Friday, 19 December 2014
Yi Niu, M. Clara Castro, Chris M Hall, Sarah Aciego, Emily I Stevenson and Carli A Arendt, University of Michigan, Department of Earth and Environmental Sciences, Ann Arbor, MI, United States
This study is meant to explore the information noble gases can provide in glacial environments with respect to glacial meltwater sources, relative source contributions, water residence times, and spatial location where this glacial meltwater originates in the ice sheet. Ultimately, we seek to improve our understanding on the dynamics of these massive ice sheets, critical for the major role they play on climate change. This is possible due to the conservative nature of noble gases and temperature dependency of their concentrations in water in equilibrium with the atmosphere (ASW) allowing for calculation of noble gas temperatures (NGTs) and, under certain assumptions, estimation of the altitude at which glacial meltwater originated. In addition, crustally produced isotopes such as He accumulate in water over time, allowing for estimation of water residence times.

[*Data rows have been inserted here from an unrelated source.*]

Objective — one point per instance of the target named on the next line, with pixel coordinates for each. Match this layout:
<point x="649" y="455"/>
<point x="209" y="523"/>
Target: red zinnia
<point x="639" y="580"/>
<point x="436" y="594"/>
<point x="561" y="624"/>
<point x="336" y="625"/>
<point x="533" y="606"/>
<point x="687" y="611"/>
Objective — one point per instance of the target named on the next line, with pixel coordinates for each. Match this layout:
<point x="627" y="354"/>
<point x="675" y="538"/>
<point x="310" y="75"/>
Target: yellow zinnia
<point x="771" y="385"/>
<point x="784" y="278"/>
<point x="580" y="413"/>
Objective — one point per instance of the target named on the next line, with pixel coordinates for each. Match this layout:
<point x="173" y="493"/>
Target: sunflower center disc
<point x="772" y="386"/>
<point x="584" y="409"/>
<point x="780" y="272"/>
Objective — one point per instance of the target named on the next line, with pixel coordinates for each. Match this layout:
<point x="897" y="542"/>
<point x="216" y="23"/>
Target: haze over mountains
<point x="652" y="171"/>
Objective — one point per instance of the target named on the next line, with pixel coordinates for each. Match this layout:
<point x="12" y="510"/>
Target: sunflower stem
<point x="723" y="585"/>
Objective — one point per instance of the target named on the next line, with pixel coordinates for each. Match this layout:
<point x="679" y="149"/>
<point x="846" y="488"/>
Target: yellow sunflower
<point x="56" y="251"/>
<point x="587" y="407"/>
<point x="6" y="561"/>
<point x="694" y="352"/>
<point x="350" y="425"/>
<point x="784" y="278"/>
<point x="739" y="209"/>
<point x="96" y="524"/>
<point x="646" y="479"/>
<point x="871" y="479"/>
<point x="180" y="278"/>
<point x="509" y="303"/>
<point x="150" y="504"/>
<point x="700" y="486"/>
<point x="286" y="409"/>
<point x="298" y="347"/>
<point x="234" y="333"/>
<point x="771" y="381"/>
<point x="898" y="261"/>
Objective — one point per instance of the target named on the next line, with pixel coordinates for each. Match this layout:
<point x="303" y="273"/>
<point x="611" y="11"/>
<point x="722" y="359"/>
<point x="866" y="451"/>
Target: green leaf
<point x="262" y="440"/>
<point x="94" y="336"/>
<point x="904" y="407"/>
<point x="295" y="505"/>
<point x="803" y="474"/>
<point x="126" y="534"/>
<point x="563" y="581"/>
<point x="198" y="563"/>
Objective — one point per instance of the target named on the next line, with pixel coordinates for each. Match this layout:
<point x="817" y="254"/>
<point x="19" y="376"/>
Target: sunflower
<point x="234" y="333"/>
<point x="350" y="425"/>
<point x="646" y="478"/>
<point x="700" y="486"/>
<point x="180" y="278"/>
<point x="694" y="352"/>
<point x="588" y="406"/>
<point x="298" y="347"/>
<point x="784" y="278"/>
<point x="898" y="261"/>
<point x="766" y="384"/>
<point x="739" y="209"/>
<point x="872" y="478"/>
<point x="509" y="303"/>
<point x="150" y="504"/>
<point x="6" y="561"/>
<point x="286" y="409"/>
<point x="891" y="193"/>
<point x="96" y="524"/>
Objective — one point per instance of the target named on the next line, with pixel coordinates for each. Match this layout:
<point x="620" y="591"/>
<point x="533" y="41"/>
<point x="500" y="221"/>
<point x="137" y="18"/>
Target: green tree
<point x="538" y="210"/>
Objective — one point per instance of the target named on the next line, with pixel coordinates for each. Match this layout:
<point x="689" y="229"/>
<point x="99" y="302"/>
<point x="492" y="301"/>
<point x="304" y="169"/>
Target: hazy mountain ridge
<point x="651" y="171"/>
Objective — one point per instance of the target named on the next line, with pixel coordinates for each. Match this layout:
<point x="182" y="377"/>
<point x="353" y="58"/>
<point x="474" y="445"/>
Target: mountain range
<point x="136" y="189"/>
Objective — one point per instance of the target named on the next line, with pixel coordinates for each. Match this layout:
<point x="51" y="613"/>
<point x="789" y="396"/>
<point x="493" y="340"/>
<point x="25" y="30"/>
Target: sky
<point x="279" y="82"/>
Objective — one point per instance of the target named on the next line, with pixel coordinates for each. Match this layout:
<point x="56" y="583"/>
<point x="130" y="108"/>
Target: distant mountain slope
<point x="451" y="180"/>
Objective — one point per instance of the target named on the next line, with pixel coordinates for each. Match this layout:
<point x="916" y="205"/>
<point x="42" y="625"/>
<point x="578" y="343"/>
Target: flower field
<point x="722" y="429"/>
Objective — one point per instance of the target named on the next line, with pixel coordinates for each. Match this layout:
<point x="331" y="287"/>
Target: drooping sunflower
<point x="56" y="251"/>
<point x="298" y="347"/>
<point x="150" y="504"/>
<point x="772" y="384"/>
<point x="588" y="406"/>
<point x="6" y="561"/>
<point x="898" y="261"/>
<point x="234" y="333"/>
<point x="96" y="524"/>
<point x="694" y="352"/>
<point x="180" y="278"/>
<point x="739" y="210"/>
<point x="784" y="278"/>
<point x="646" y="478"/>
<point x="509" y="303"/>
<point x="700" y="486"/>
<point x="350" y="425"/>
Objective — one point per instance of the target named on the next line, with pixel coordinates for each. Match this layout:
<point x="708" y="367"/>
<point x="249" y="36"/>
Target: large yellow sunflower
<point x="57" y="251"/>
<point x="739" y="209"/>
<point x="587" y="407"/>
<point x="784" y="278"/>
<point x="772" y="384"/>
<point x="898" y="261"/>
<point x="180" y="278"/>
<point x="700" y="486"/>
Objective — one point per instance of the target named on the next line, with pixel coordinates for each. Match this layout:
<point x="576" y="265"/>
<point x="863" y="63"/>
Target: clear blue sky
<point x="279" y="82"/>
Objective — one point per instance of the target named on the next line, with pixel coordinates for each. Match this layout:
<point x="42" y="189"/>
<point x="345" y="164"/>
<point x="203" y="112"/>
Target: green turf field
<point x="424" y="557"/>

Glacial meltwater samples were collected and analyzed for noble gas concentrations and isotopic ratios at five different locations in southern Greenland, between sea level and 1221 m. All samples are enriched in He with respect to ASW and are depleted in all other noble gases. Two patterns are apparent. The first one presents a relative Ar enrichment with respect to Ne, Kr, and Xe, a pattern first observed in high-altitude springs in the Galápagos Islands. The second one displays a mass-dependent pattern, a pattern first observed in Michigan rainwater samples. Most samples point to equilibration temperatures at ~0°C and altitudes between 1000 m and 2000 m, values which are consistent with both temperatures and elevations in Greenland. He concentrations vary between 1.1 and 7 times that of ASW and suggest glacial meltwater ages between ~170 and 1150 yrs, a result which is consistent with a preliminary tritium analysis. He isotopes point to surface (precipitation as snow and rainfall) contributions for most samples between ~60% and 90% with a ~10% – 40% crustal contribution from groundwater.